Concerto Italiano

A orquestra Concerto Italiano, dirigida pelo premiado maestro e cravista Rinaldo Alessandrini, revolucionou a interpretação da música italiana dos séculos XVII e XVIII e, mais tarde, incorporou um grupo de cordas, que viria a se tornar autônomo com o passar do tempo, transformando-se em uma das formações mais influentes do gênero.

O Concerto Italiano começou sua história revolucionando os critérios de execução da música vocal italiana dos séculos XVII e XVIII, especialmente no que se refere à produção de Monteverdi, cujas interpretações são hoje consideradas pela crítica como autênticas versões de referência.

O orgânico do Concerto Italiano expandiu-se há cerca de cinco anos com o acréscimo de uma orquestra de cordas ao núcleo do grupo dirigido por Rinaldo Alessandrini. Eles partiram do “Oitavo Livro” de Claudio Monteverdi, passando progressivamente às óperas, oratórios, cantatas, e à produção de motetos e instrumental de câmara e orquestral italiano.
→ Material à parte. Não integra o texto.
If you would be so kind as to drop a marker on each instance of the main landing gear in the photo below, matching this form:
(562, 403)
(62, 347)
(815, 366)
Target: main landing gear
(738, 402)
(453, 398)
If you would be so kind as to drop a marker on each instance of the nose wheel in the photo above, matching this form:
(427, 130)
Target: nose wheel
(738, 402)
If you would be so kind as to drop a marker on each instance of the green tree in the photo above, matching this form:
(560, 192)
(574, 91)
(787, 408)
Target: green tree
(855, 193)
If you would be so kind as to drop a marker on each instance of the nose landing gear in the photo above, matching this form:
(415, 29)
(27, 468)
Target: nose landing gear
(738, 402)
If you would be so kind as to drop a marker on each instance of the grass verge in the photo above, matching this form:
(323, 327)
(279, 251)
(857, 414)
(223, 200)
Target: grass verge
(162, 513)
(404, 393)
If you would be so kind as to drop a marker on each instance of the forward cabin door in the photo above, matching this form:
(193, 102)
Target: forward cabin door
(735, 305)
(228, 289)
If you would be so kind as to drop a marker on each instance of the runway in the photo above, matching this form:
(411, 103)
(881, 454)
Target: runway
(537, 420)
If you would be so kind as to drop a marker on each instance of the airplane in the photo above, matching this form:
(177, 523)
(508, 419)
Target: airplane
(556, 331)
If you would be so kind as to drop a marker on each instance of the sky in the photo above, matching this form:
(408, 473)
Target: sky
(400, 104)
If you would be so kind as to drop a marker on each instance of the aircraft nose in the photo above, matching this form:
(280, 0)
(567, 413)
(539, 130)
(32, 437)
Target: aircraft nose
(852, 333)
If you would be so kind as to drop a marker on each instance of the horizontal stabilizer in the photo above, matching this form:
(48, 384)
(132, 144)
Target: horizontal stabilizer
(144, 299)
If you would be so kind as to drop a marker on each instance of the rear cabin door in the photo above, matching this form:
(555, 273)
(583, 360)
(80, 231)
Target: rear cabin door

Além da produção instrumental vivaldiana, o Concerto Italiano vem desenvolvendo um projeto de gravações dedicado à música de J. S. Bach, incluindo os concertos para cravo e cordas, a Arte da Fuga e A Oferenda Musical.

O conjunto já se exibiu em praticamente todos os grandes centros do mundo, aí incluídos Utrecht (Oude Muzick Festival), Anversa, Londres (Lufthansa Festival, Queen Elisabeth Hall), Aldeburgh, Viena (Konzerthaus), Graz (Styriarte), Amsterdam (Concertgebouw), Bruxelas (Festival da Wallonie, Festival de Flandres, Societé Philharmonique), Barcelona (Festival de Musica Antigua), Oslo (Festival de Música de Câmara), Paris (Cité de la Musique), Beaune, Ambronay, Saintes, Colônia (Conservatório e WDR), Turku, Darmstadt, Roma, (Accademia di Santa Cecilia e Accademia Filarmonica Romana), Milão (Música e Poesia em S. Maurizio), Spoleto (Festival dei Due Mondi), Telavive, Jerusalém, Bergen e Varsóvia.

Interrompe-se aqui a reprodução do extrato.